Based on year-round digital transaction data from Mercari, Japan’s leading C2C second-hand trading platform, we found that product descriptions written by sellers do influence buyers’ purchasing decisions to some extent. To realize this analysis, we informatively used a set of well-established Japanese sentiment dictionaries to extract sentiment scores from textual descriptions. This method assigns scores ranging from 1 (indicating negative sentiments) to 5 (indicating positive sentiments) to individual words in the descriptions.

A noteworthy trend emerged during the analysis: As the price of the product increased, the description had an increasingly positive effect on the purchase decision. This observation suggests a compelling relationship between positive sentiment elements in product descriptions and better sales performance. We measure this sales performance using a logistic regression model that incorporates various factors such as the number of product reviews and likes. However, the relationship becomes statistically insignificant when the price of the product exceeds the 100,000 yen threshold.

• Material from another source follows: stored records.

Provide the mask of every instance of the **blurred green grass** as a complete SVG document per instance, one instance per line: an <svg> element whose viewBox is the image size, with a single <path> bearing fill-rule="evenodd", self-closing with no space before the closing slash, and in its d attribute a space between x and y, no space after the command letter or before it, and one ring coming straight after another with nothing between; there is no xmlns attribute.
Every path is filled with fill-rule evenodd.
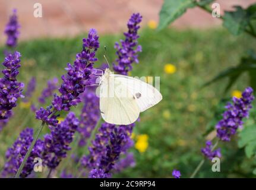
<svg viewBox="0 0 256 190"><path fill-rule="evenodd" d="M183 177L188 177L201 159L200 149L204 145L202 134L217 104L221 99L230 96L229 93L222 93L226 84L225 80L203 89L200 87L220 71L238 64L246 49L255 49L255 42L245 34L234 37L222 29L166 29L157 33L144 28L140 35L143 52L139 55L140 63L134 65L131 75L160 76L163 99L159 104L141 114L141 120L134 129L136 134L148 135L148 148L144 153L132 148L135 167L116 176L169 178L172 170L176 169L181 171ZM37 81L32 102L36 103L49 79L57 77L61 81L67 63L75 60L75 54L81 48L81 39L85 37L86 34L75 38L41 39L19 44L17 50L22 54L22 66L18 80L27 84L34 76ZM122 35L100 36L101 47L97 53L99 60L96 66L105 62L105 45L110 62L114 61L113 44L120 39L123 39ZM0 48L1 52L3 50L4 47ZM1 53L0 60L3 59ZM171 75L164 72L165 64L169 63L177 68L177 71ZM243 90L247 80L246 75L242 76L232 89ZM77 116L80 110L80 107L73 109ZM18 106L14 112L15 116L0 133L1 167L7 148L21 129L30 126L36 130L40 125L29 109ZM45 128L44 133L48 130ZM69 161L63 160L60 167L68 164L68 172L72 166ZM206 164L200 176L216 177L217 174L211 172L210 169L209 164ZM223 177L230 174L218 175Z"/></svg>

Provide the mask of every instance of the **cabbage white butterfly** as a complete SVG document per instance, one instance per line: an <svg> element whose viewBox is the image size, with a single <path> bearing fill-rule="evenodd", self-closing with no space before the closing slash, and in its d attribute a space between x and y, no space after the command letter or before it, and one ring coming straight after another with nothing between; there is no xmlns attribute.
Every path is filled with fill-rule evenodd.
<svg viewBox="0 0 256 190"><path fill-rule="evenodd" d="M106 68L99 84L100 110L108 123L129 125L140 112L158 103L162 94L139 79L114 74Z"/></svg>

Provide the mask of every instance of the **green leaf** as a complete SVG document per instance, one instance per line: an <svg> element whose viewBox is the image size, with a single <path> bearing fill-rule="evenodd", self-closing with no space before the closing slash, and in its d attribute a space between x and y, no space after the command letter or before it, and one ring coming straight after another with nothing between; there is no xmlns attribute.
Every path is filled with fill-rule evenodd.
<svg viewBox="0 0 256 190"><path fill-rule="evenodd" d="M235 7L235 11L225 11L223 26L232 34L238 35L246 29L251 20L256 18L256 4L251 5L246 10L240 6Z"/></svg>
<svg viewBox="0 0 256 190"><path fill-rule="evenodd" d="M201 0L197 2L197 4L200 6L206 6L214 1L215 0Z"/></svg>
<svg viewBox="0 0 256 190"><path fill-rule="evenodd" d="M245 147L245 154L251 158L256 153L256 125L245 126L239 134L238 147Z"/></svg>
<svg viewBox="0 0 256 190"><path fill-rule="evenodd" d="M159 13L158 30L164 28L185 13L187 8L195 5L196 2L193 0L165 0Z"/></svg>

Our study demonstrates that on C2C platforms such as Mercari, customers tend to take the sentiment tone of product descriptions more seriously as the price of the product increases. For lower priced items, sentiment content seems to have less impact. This observation suggests that textual content does influence customers’ purchase propensity to some extent, with far-reaching potential implications for C2C e-Commerce practices.

Our study has practical implications for e-Commerce managers. First, our results emphasize the impact of product descriptions on consumers’ purchasing decisions, especially the fact that sentiment factors can serve as high-quality “signals” that can help buyers make informed purchasing decisions and reduce information asymmetry between buyers and sellers. To increase sales success, sellers should pay attention to the sentiment color of the language when creating product descriptions and use positive words as much as possible to enhance buyers’ willingness to purchase. Second, our study also provides information on the design and management of e-Commerce platforms. Platforms can help sellers create more attractive product descriptions by providing better tools and guidance, such as setting up some writing guides or tools that automatically optimize product descriptions.

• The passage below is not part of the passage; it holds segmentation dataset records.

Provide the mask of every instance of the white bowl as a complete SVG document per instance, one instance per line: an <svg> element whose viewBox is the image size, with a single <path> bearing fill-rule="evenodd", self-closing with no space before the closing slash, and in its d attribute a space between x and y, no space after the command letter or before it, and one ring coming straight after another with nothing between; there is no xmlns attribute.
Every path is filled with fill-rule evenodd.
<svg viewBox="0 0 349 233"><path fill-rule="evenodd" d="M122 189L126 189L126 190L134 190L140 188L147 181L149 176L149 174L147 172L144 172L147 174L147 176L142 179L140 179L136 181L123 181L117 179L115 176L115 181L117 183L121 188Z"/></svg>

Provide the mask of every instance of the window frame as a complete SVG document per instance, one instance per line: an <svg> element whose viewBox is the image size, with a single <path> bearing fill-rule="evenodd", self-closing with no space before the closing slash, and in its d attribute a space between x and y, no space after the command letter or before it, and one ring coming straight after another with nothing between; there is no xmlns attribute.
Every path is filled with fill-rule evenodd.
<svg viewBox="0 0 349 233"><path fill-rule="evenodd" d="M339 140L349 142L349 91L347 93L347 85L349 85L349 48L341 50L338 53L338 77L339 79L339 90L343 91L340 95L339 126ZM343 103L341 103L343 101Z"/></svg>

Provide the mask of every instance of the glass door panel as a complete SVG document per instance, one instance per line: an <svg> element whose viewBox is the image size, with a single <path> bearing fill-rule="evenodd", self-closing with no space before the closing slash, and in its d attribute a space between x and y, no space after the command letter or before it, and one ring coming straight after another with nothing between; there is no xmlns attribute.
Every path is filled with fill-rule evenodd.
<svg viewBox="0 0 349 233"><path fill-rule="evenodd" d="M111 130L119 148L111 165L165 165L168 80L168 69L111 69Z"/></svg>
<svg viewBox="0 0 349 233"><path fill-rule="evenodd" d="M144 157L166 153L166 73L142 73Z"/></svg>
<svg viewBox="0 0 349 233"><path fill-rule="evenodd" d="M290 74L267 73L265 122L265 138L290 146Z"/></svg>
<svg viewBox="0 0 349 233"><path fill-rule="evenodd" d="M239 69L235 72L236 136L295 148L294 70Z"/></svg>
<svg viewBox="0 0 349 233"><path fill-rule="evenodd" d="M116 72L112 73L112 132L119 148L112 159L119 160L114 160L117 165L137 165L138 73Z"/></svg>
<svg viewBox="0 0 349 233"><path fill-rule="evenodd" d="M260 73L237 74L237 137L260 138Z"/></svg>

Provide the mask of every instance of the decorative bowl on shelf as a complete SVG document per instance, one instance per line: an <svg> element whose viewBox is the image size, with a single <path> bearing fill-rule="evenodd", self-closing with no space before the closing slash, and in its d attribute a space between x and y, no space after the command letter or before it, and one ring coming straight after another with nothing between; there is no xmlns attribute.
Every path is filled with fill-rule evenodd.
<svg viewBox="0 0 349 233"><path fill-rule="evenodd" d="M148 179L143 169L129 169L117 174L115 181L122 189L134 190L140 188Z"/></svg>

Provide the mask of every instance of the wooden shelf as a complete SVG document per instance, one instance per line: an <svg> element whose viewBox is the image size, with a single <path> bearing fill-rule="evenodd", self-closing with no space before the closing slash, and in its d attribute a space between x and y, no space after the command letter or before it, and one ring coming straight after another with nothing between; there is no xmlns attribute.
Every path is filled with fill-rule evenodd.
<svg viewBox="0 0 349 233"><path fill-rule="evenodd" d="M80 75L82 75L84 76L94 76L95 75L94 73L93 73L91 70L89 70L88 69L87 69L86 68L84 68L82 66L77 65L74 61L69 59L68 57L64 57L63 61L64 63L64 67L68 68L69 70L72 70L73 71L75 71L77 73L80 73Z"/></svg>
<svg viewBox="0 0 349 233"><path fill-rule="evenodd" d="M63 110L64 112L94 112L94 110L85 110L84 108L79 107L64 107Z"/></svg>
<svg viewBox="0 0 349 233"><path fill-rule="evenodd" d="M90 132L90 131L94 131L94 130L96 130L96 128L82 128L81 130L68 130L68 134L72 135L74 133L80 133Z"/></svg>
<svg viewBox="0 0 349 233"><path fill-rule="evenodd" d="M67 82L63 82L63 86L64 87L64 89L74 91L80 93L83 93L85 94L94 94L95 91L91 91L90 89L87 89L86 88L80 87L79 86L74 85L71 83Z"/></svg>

However, our study has limitations. We focus mainly on how hidden sentiment scores in product descriptions affect purchase intention, thus avoiding the inclusion of too many variables in the logistic regression model. Future studies can further enrich this approach by incorporating more variables (e.g., time from listing to selling of the item) to gain a more comprehensive understanding of the purchase decision mechanism. Furthermore, it is necessary to address anomalous data, such as products with unreasonably inflated prices, in subsequent studies.

In addition, the results of the current study are limited to specific product categories on the Mercari platform. To gain a more comprehensive understanding of the observed phenomena, future research should explore differences between product categories. The limited explanatory power of our analysis for high-priced products means that simple word frequency calculations may not be sufficient. This limitation suggests that more sophisticated methods are needed to explore the sentiment scores contained in the texts.

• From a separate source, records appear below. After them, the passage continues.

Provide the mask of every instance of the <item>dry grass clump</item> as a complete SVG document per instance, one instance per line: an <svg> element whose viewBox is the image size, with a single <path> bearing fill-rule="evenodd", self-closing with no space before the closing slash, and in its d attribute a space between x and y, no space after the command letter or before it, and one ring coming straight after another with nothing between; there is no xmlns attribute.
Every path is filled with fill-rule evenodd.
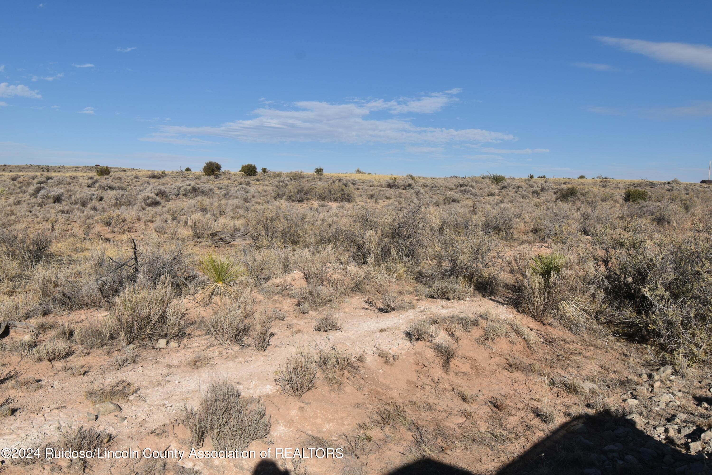
<svg viewBox="0 0 712 475"><path fill-rule="evenodd" d="M411 342L430 342L437 336L437 335L434 335L433 330L433 325L429 319L421 318L408 325L403 333Z"/></svg>
<svg viewBox="0 0 712 475"><path fill-rule="evenodd" d="M74 350L65 340L50 340L38 345L30 352L35 361L56 361L63 360L74 353Z"/></svg>
<svg viewBox="0 0 712 475"><path fill-rule="evenodd" d="M138 391L138 388L124 380L120 380L110 385L102 384L89 388L84 393L86 400L94 404L100 402L115 402L126 401L130 396Z"/></svg>
<svg viewBox="0 0 712 475"><path fill-rule="evenodd" d="M457 357L457 347L451 342L439 341L433 344L433 350L440 358L440 364L445 374L449 374L450 365Z"/></svg>
<svg viewBox="0 0 712 475"><path fill-rule="evenodd" d="M249 289L236 299L218 306L205 320L209 333L224 345L244 346L254 324L255 300Z"/></svg>
<svg viewBox="0 0 712 475"><path fill-rule="evenodd" d="M333 313L330 311L316 319L316 322L314 323L314 331L341 331L341 323L339 319L334 316Z"/></svg>
<svg viewBox="0 0 712 475"><path fill-rule="evenodd" d="M279 367L279 377L275 382L282 393L301 397L316 384L318 362L308 352L298 351L287 357L284 365Z"/></svg>
<svg viewBox="0 0 712 475"><path fill-rule="evenodd" d="M189 322L179 301L174 300L170 282L163 278L155 287L130 284L117 297L110 315L112 333L126 343L185 335Z"/></svg>
<svg viewBox="0 0 712 475"><path fill-rule="evenodd" d="M261 400L242 397L234 385L216 380L201 395L197 410L184 409L182 422L197 447L209 436L217 450L242 450L269 434L271 420L266 414Z"/></svg>

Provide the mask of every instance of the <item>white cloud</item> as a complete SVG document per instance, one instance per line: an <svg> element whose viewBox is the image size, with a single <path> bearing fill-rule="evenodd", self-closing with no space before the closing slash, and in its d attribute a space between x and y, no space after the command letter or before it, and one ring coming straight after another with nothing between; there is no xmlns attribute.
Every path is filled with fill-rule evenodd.
<svg viewBox="0 0 712 475"><path fill-rule="evenodd" d="M598 63L582 63L580 61L577 63L572 63L575 66L578 66L579 68L587 68L588 69L594 69L597 71L617 71L613 66L608 64L600 64Z"/></svg>
<svg viewBox="0 0 712 475"><path fill-rule="evenodd" d="M600 108L600 107L587 107L585 108L586 110L589 112L596 113L597 114L604 114L605 115L625 115L626 113L621 109L617 109L615 108Z"/></svg>
<svg viewBox="0 0 712 475"><path fill-rule="evenodd" d="M31 98L32 99L42 98L38 90L32 90L26 85L21 84L10 85L8 83L0 83L0 98L11 98L14 95Z"/></svg>
<svg viewBox="0 0 712 475"><path fill-rule="evenodd" d="M624 51L639 53L660 61L677 63L707 71L712 71L712 48L689 43L656 43L626 38L595 36L607 45Z"/></svg>
<svg viewBox="0 0 712 475"><path fill-rule="evenodd" d="M679 108L649 109L644 115L654 119L679 119L712 115L712 102L699 101L693 105Z"/></svg>
<svg viewBox="0 0 712 475"><path fill-rule="evenodd" d="M458 90L438 93L446 97ZM428 98L437 98L431 95ZM427 98L426 98L426 99ZM328 142L337 143L446 143L455 142L496 142L515 140L513 135L481 129L445 129L418 127L403 119L367 119L374 112L400 113L406 110L422 113L439 110L437 106L419 103L419 100L384 101L373 100L349 104L331 104L318 101L295 103L296 110L261 108L258 117L236 120L219 127L179 127L162 125L164 132L186 135L224 137L243 142ZM418 103L417 104L414 103Z"/></svg>
<svg viewBox="0 0 712 475"><path fill-rule="evenodd" d="M484 152L485 153L516 153L516 154L530 154L530 153L546 153L549 151L548 148L525 148L519 150L512 150L508 149L501 149L501 148L492 148L491 147L480 147L477 149L480 152Z"/></svg>
<svg viewBox="0 0 712 475"><path fill-rule="evenodd" d="M442 147L406 147L405 151L411 153L441 153Z"/></svg>
<svg viewBox="0 0 712 475"><path fill-rule="evenodd" d="M170 143L174 145L219 145L217 142L208 142L200 139L179 138L177 134L169 134L166 132L154 132L149 137L142 137L139 139L142 142L159 142L161 143Z"/></svg>

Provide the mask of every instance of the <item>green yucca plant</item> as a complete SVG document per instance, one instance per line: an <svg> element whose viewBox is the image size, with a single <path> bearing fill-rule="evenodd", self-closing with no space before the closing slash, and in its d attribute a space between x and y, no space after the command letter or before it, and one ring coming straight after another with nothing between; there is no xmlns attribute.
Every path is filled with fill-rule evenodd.
<svg viewBox="0 0 712 475"><path fill-rule="evenodd" d="M532 261L532 272L542 277L545 282L548 283L551 276L560 273L566 263L566 256L558 252L550 254L538 254Z"/></svg>
<svg viewBox="0 0 712 475"><path fill-rule="evenodd" d="M212 302L215 296L234 298L239 293L240 278L246 273L244 268L232 259L213 254L200 259L198 269L210 281L203 289L206 303Z"/></svg>

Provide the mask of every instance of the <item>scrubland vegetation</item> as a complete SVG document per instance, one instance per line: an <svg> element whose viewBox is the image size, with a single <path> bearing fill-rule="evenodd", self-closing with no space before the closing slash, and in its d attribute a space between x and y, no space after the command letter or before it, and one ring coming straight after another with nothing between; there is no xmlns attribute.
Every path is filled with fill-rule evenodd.
<svg viewBox="0 0 712 475"><path fill-rule="evenodd" d="M328 335L342 331L334 312L348 299L387 314L427 298L481 296L575 335L619 338L679 370L708 362L712 192L706 185L246 167L0 173L0 321L31 325L26 335L0 341L2 351L56 363L113 348L117 370L133 364L137 350L187 335L264 352L273 325L286 318L264 304L274 299L293 299L297 314L318 313L313 330ZM97 309L105 317L64 321ZM461 340L476 328L486 345L520 339L536 352L543 344L516 321L488 315L425 317L400 330L404 340L429 345L449 375ZM399 358L382 348L375 355L387 365ZM339 387L362 377L365 357L298 349L281 362L275 384L295 398L320 378ZM197 354L192 367L206 358ZM453 390L468 404L477 400L466 388ZM491 406L506 414L508 404ZM414 434L414 457L431 454L433 433L414 426L402 408L382 409L381 419L345 434L351 453L371 447L367 429L400 424ZM532 411L545 424L555 419L546 401ZM182 417L194 443L209 435L219 447L246 447L271 427L258 398L222 380ZM505 437L471 435L492 447L499 442L491 437ZM92 437L108 442L103 433Z"/></svg>

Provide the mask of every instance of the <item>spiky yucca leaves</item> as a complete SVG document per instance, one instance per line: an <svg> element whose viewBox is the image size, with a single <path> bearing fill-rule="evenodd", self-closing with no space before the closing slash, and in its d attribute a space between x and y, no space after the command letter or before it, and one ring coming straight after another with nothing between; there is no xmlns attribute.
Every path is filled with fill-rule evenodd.
<svg viewBox="0 0 712 475"><path fill-rule="evenodd" d="M203 301L206 304L211 303L216 296L235 298L240 293L240 278L246 274L239 263L213 254L200 259L198 269L210 281L203 288Z"/></svg>

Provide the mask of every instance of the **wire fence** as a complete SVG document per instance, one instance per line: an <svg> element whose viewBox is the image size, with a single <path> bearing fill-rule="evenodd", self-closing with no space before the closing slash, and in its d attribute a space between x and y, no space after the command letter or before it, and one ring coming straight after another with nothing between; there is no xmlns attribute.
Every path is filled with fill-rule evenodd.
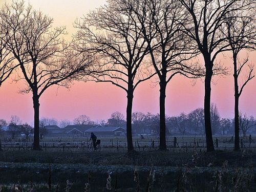
<svg viewBox="0 0 256 192"><path fill-rule="evenodd" d="M240 145L242 149L256 151L256 138L250 136L241 138ZM214 138L214 143L216 150L232 150L234 147L233 136ZM91 141L88 138L53 138L48 137L41 140L40 149L45 151L78 152L87 152ZM134 148L139 151L151 151L157 150L159 146L158 137L135 137L133 139ZM102 152L122 152L127 150L126 137L103 137L101 139ZM182 150L191 151L195 148L205 150L206 147L204 137L169 137L166 139L166 147L169 150ZM17 138L15 141L10 138L0 140L0 151L31 151L33 148L32 139L23 140Z"/></svg>

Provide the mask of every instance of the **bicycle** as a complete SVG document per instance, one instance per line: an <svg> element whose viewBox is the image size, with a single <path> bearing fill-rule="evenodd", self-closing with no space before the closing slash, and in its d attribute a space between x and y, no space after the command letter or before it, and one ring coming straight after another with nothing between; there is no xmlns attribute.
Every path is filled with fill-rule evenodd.
<svg viewBox="0 0 256 192"><path fill-rule="evenodd" d="M101 146L100 146L100 140L97 140L96 142L96 151L97 152L99 152L100 150L101 149ZM92 152L94 147L93 147L93 142L92 141L91 144L88 145L88 151L89 152Z"/></svg>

In conclusion, this study provides valuable information on the role of sentiment in product descriptions and its impact on consumer purchase decisions. Although there is room for improvement and further research, these findings contribute to an initial understanding of how consumers respond to sentiment signals in product descriptions. More importantly, they emphasize the potential importance of creating more enjoyable and trustworthy shopping environments, especially on C2C platforms, to improve sustainable business practices by strengthening the critical role of trust in such environments.